Final answer:
The velocity of a person falling from a 10 m high platform 2.21 m above water can be found using the conservation of energy. After calculation, the speed is approximately 11.26 m/s, which does not match the provided options.
Step-by-step explanation:
To determine the speed of a person falling from a platform before reaching water, we use the principles of kinematics. The energy conservation equation states that the sum of potential energy and kinetic energy is constant for a falling body in the absence of air resistance. When the person jumps from a platform, their potential energy is converted to kinetic energy as they fall. The potential energy (PE) at a height (h) is given by PE = mgh where m is the mass of the person, g is the acceleration due to gravity (9.81 m/s²), and h is the height above the ground. The kinetic energy (KE) of a moving object is given by KE = ½mv², where v is the velocity.
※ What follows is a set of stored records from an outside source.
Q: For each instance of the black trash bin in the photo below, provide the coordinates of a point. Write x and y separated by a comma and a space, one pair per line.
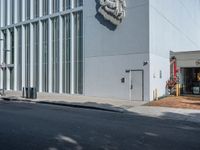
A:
23, 92
27, 92
33, 93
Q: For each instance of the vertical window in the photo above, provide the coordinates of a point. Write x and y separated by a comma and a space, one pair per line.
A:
5, 12
45, 7
36, 55
12, 8
78, 3
19, 12
66, 54
55, 54
27, 55
11, 69
4, 58
55, 6
45, 56
66, 5
19, 56
36, 8
78, 48
27, 9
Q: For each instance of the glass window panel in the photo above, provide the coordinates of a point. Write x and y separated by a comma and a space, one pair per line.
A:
27, 55
19, 62
55, 54
78, 45
55, 6
36, 55
11, 58
36, 8
27, 9
19, 12
45, 56
78, 3
66, 54
45, 7
66, 5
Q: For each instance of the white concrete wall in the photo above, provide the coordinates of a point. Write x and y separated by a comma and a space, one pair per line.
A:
174, 25
108, 53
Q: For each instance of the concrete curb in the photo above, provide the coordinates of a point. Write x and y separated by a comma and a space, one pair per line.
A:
59, 103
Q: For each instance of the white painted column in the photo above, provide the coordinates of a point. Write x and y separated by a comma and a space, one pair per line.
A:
31, 57
7, 51
1, 13
72, 54
40, 56
23, 10
61, 5
16, 12
1, 59
40, 8
8, 12
50, 55
50, 6
31, 9
15, 58
61, 54
23, 57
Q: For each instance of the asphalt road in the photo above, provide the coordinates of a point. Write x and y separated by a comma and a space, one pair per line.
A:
26, 126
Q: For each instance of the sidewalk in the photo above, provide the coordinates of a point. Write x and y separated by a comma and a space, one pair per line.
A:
123, 106
77, 101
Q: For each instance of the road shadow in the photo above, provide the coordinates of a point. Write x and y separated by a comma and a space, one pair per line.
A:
54, 127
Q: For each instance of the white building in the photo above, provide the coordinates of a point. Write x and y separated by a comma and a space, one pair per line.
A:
67, 46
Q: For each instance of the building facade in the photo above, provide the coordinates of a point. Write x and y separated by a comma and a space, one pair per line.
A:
69, 46
42, 45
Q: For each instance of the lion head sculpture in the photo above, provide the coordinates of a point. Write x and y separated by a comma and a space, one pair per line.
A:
113, 10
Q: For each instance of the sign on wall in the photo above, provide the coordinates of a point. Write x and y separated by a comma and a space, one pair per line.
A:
113, 10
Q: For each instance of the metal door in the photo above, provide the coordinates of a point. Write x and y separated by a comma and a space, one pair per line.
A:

At the moment the person is 2.21 m above the water, we know their potential energy (at that height) and we can equate it to her kinetic energy to find out her speed.
Let's calculate the initial potential energy at the 10 m platform and the potential energy at 2.21 m:
- Initial PE at 10 m: PE = mgh = 56 kg × 9.81 m/s² × 10 m
- PE at 2.21 m: PE = mgh = 56 kg × 9.81 m/s² × 2.21 m
Now, we calculate the kinetic energy at 2.21 m using the conservation of energy:
Initial PE at 10 m - PE at 2.21 m = KE at 2.21 m
KE at 2.21 m = ½mv²
By solving this equation, we can find the speed v.
After completing the calculations, we arrive at the answer that the person's velocity at 2.21 m above the water is approximately 11.26 m/s. However, none of the provided options exactly match this calculated value.